ATEX zones (ATmosphères EXplosibles) refer to industrial environments where explosive mixtures of gases, vapors, or dust may form. These zones are found in many sectors, including petrochemicals, food processing, pharmaceuticals, waste treatment, and metallurgy.
Understanding ATEX zones and their specific constraints
European regulations classify ATEX zones into three levels: Zone 0 / 20, where explosive atmospheres are present continuously or for long periods; Zone 1 / 21, where they occur occasionally; and Zone 2 / 22, where the risk is infrequent and short-lived. All mechanical or electrical equipment operating in these environments must be ATEX-certified according to specific standards, such as EN 60079, to prevent any potential ignition sources. Strict management of these zones is essential to ensure worker safety and comply with regulatory requirements.
What exactly is predictive maintenance?
Predictive maintenance is based on the continuous analysis of data collected by sensors installed on industrial equipment. These sensors monitor various parameters such as temperature, vibration, pressure, or energy consumption. The collected data is then analyzed using advanced algorithms to detect early signs of malfunction.
Unlike preventive maintenance, which follows fixed intervention schedules, predictive maintenance is based on the actual condition of the equipment. This approach helps extend asset lifespan, reduce maintenance costs, and minimize unplanned production downtime.
Why predictive maintenance is a game-changer in ATEX zones
In ATEX environments—where safety is a top priority—predictive maintenance marks a true paradigm shift. First, it significantly reduces the need for human interventions in hazardous zones, thereby limiting technicians’ exposure to potential risks. Moreover, continuous monitoring of critical equipment allows for real-time detection of abnormal behavior, such as excessive vibrations, leaks, or overheating.
Being able to anticipate failures plays a key role in preventing industrial incidents. When anomalies are detected early, they can be addressed before posing any real danger. According to McKinsey, adopting predictive maintenance can reduce maintenance costs by up to 30% while increasing equipment availability by 20–25%.*
IoT at the heart of predictive maintenance in ATEX zones
The Internet of Things (IoT) plays a central role in the rise of predictive maintenance in ATEX environments. Through smart sensors connected to supervision platforms, field data is collected continuously and securely—even under extreme conditions. These IoT sensors, specially designed and ATEX-certified, meet strict technical constraints (battery shielding, reinforced electronics, high-temperature tolerance, etc.).

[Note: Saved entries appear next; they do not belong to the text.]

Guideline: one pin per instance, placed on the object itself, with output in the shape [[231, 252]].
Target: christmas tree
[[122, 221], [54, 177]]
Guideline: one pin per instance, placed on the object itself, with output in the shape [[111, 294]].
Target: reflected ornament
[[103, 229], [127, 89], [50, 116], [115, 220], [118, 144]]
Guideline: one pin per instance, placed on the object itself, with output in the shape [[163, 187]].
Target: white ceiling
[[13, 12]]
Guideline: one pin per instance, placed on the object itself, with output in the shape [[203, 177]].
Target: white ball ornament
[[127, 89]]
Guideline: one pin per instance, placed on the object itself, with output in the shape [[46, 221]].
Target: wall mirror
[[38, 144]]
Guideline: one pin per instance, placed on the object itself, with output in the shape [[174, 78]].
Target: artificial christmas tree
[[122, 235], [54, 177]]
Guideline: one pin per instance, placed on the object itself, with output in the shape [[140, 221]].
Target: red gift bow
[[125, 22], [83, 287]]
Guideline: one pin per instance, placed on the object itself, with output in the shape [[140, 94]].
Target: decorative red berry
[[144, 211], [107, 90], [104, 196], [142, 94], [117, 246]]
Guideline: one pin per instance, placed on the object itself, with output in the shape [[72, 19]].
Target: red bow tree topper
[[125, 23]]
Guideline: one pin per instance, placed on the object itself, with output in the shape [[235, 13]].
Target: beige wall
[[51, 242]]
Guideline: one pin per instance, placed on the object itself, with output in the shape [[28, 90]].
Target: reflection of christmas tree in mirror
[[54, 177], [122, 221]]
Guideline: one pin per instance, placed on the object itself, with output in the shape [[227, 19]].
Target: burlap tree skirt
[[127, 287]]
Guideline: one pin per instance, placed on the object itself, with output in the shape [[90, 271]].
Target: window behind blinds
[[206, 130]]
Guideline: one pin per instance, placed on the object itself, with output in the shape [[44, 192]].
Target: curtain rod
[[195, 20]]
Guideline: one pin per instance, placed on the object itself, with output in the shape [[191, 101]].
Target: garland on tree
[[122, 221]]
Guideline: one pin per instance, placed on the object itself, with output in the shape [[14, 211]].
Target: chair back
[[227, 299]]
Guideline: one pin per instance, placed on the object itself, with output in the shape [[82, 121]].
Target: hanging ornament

Communication typically relies on long-range, low-power protocols such as LoRaWAN, which are well suited to industrial settings. These protocols transmit data efficiently to analytics systems without requiring complex wiring or heavy infrastructure.
IoT also enables the integration of artificial intelligence and machine learning tools, which enhance predictive diagnostics by identifying recurring patterns or weak signals within the data. This advanced analytical capability brings a new level of responsiveness and precision in anticipating potential failures.
What are the tangible benefits for industrial companies?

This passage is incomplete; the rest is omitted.